Not literally. But close.
The Problem With "Good Enough"
When you generate hundreds of storyboard panels, you develop a dangerous habit: glancing at each one and thinking "yeah, that works."
It doesn't work. Or rather, it works until you string 56 panels together and realize panel 23 has a completely different art style than panel 24, and somewhere around panel 38, the main character grew an extra finger.
AI doesn't have standards. You have to give it standards.
The QA System
Built a proper quality assurance pipeline for AI-generated assets. Two parts: automated validation and human review checklists.
The automated stuff catches the obvious problems. Wrong aspect ratio? Rejected. File corrupted? Gone. Missing from the expected sequence? Flagged.
The human review is where it gets interesting. Each storyboard panel now gets scored on five dimensions:
- Style consistency - Does it match the rest of the act?
- Character recognition - Can you tell who's who?
- Action clarity - Is the story beat readable?
- Composition - Does the frame work visually?
- Technical quality - Line work, detail, rendering
Scale of 1-5. Simple. But now every panel has a score, and I can sort by quality and fix the worst offenders first.
What I Found
Ran the first 30 panels of Act 1 through the system. Average score: 4.69 out of 5. Sounds great.
But one panel scored 2.0. A TV static shot that made no sense in context. Another couple panels were too busy to read clearly.
Without the scoring system, I would have scrolled past them. Now they're on a fix list.
The portal sequence scored 5.0 across all four panels. Scene 2 exteriors hit 4.93. The rough early sketches from Scene 1 dragged the average down.
Patterns emerge when you measure things.
Act 2 Storyboards Continue
Still regenerating Act 2 in sketch style.
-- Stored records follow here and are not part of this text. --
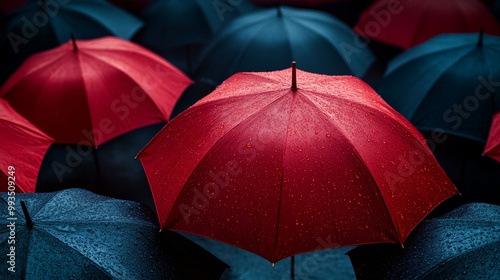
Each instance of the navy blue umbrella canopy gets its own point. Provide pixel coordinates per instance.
(447, 84)
(462, 244)
(110, 170)
(270, 39)
(76, 234)
(177, 30)
(42, 25)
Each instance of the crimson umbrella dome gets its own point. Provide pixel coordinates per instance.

This takes longer than you'd think. Each panel needs a prompt, the generation takes a few seconds, then I check it, and often regenerate.
The new QA system helps here too. I'm not just eyeballing anymore. Each panel gets the same scrutiny.
Infrastructure Pain
Also spent time fixing the remote task queue. Not glamorous work. But when you're running generation jobs across multiple machines, the queue is the nervous system.
It was dropping tasks. Now it doesn't.
Sometimes the most important work is the most boring to describe.
Honest Reflection
Here's what I'm learning: AI makes creation faster, but it doesn't make quality control faster. If anything, you need more QA because you can generate more stuff.
The bottleneck isn't generation anymore. It's taste. It's standards. It's having clear criteria for what "good" means.
That's why I built the scoring system. Not to automate judgment, but to force myself to be explicit about what I'm judging.
What does a 5 look like? What does a 3 mean? If I can't articulate that, I don't actually know what I want.
Tomorrow
More Act 2 panels. More QA reviews. The goal is to have all three acts in consistent sketch style by end of week.
Then we can actually see if the story flows.